Boston—Hormone therapy (HT) appears to be a factor in the deposition of tau pathology, which is associated with the development of Alzheimer’s disease.

That is according to a new cross-sectional study in the Journal of the American Medical Association Neurology that found female sex and earlier age at menopause were significantly associated with higher regional tau in the context of high beta-amyloid, as measured on the positron emission tomography (PET) signal.

The Massachusetts General Hospital researchers added, “Late initiation of HT following menopause onset may underpin the association between HT use and the elevated tau positron emission tomography signal.”

That could help explain sex differences in Alzheimer’s disease, according to the authors. “Postmenopausal females represent around 70% of all individuals with Alzheimer disease,” they explained. “Previous literature shows elevated levels of tau in cognitively unimpaired postmenopausal females compared with age-matched males, particularly in the setting of high beta-amyloid. The biological mechanisms associated with higher tau deposition in female individuals remain elusive.”

The findings are contradictory in some ways to earlier research on the topic.

The cross-sectional study, which was conducted between November 2006 and May 2021, included participants enrolled in the Wisconsin Registry for Alzheimer Prevention. Analysis included cognitively unimpaired men and women with at least one F-MK-6240 and C-Pittsburgh compound B PET scan.

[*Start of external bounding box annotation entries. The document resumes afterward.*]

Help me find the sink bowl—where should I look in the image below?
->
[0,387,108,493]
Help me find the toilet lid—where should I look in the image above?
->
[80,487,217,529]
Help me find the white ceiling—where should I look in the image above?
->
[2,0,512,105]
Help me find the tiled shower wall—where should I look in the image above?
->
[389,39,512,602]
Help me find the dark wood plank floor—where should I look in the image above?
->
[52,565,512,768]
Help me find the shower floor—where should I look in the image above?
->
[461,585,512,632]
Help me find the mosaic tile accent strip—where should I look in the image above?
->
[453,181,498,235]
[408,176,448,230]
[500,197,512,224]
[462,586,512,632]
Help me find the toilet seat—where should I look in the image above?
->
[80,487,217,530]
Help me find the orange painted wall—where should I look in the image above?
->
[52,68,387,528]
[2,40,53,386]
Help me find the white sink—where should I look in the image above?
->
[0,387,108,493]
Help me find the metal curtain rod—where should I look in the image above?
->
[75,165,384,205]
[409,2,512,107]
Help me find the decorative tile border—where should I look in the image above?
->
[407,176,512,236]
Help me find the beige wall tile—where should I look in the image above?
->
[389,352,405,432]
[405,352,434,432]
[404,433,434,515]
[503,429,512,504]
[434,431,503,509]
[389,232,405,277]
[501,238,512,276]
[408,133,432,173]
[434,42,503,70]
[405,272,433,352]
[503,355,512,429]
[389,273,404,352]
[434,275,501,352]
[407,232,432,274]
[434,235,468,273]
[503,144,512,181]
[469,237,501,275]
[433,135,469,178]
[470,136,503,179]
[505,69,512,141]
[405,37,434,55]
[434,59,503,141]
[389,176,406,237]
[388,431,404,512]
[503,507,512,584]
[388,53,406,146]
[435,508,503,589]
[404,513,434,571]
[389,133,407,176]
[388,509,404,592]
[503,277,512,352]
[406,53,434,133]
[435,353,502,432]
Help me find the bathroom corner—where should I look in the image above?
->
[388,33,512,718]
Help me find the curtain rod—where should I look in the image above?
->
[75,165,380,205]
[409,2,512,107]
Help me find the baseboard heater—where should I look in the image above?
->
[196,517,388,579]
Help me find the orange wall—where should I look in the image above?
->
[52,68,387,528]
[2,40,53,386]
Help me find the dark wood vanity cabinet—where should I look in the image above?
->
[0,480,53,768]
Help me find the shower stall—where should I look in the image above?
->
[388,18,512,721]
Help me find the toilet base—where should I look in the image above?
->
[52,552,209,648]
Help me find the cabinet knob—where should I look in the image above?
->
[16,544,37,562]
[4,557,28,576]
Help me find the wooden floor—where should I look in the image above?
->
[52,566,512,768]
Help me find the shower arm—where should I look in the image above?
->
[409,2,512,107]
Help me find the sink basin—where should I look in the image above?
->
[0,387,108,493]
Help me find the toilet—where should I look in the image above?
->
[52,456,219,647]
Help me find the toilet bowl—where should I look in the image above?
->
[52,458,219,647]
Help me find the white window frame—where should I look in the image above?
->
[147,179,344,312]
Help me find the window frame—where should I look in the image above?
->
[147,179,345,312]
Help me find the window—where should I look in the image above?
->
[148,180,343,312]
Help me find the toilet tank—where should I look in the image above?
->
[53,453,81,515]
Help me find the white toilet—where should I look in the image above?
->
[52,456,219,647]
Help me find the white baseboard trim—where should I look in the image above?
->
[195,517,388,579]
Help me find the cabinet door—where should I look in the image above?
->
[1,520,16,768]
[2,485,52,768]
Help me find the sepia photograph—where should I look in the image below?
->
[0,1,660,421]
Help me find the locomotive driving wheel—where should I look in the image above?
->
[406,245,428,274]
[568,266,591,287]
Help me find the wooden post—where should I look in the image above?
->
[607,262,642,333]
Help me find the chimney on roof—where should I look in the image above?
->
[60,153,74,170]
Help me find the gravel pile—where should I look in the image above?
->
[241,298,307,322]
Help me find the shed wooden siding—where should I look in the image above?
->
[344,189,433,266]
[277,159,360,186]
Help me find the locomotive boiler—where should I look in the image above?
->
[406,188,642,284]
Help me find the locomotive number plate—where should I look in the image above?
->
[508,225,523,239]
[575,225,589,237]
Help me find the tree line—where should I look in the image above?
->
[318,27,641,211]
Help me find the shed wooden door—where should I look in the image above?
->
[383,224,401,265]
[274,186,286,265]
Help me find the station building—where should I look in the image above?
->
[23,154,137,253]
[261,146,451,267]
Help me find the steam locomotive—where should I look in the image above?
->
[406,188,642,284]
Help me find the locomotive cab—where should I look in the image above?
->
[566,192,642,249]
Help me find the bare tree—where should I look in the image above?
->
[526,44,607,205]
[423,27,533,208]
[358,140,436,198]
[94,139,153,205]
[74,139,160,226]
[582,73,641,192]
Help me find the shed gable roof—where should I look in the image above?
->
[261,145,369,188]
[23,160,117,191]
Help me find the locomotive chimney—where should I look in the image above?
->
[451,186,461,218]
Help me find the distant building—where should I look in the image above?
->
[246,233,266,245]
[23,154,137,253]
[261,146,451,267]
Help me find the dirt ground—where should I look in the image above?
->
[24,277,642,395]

For the study, premature menopause was defined as occurring in those aged younger than 40 years, early menopause aged 40 to 45 years, and regular menopause aged older than 45 years. The researchers also focused on hormone therapy use, either current or past, and no use of HT.

The group of 292 cognitively unimpaired individuals included 193 females (66.1%) and 99 males (33.9%). The mean (range) age at tau scan was 67 (49-80) years, 52 (19%) had abnormal beta-amyloid, and 106 (36.3%) were APOEε4 carriers. Slightly more than one-half (52.2%) of the females were past or current HT users.

The results indicated that female sex (standardized beta = –0.41; 95% CI, –0.97 to –0.32, P <.001), earlier age at menopause (standardized beta = –0.38; 95% CI, –0.14 to –0.09, P <.001), and HT use (standardized beta = 0.31; 95% CI, 0.40-1.20, P = .008) were linked with higher regional tau PET in individuals with elevated beta-amyloid compared with male sex, later age at menopause, and HT nonuse.

The researchers pointed out that affected regions included medial and lateral regions of the temporal and occipital lobes. They added that late initiation of HT (>5 years following age at menopause) was more predictive of higher tau PET compared with early initiation (beta = 0.49; 95% CI, 0.27-0.43; P = .001).

“In this study, females exhibited higher tau compared with age-matched males, particularly in the setting of elevated beta-amyloid. In females, earlier age at menopause and late initiation of HT were associated with increased tau vulnerability especially when neocortical beta-amyloid elevated,” the authors concluded. “These observational findings suggest that subgroups of female individuals may be at higher risk of pathological burden.”

Background information in the article pointed out, “In the context of high beta-amyloid, substantial evidence suggests that female individuals exhibit greater Alzheimer’s disease–related neurofibrillary tau tangles than males. What remains unclear are the biological mechanisms that might be exacerbating tau deposition in female individuals.”

One factor appears to be the use of exogenous hormones, via HT, according to the authors. The Women’s Health Initiative found, however, that HT use—especially estrogen plus progestin—was associated with approximately a twofold higher incidence of probable dementia relative to placebo, especially if initiated proximate to menopause. Before those findings, the prevalence of HT use in postmenopausal female individuals was about 46% but dropped to 14.6% after publication.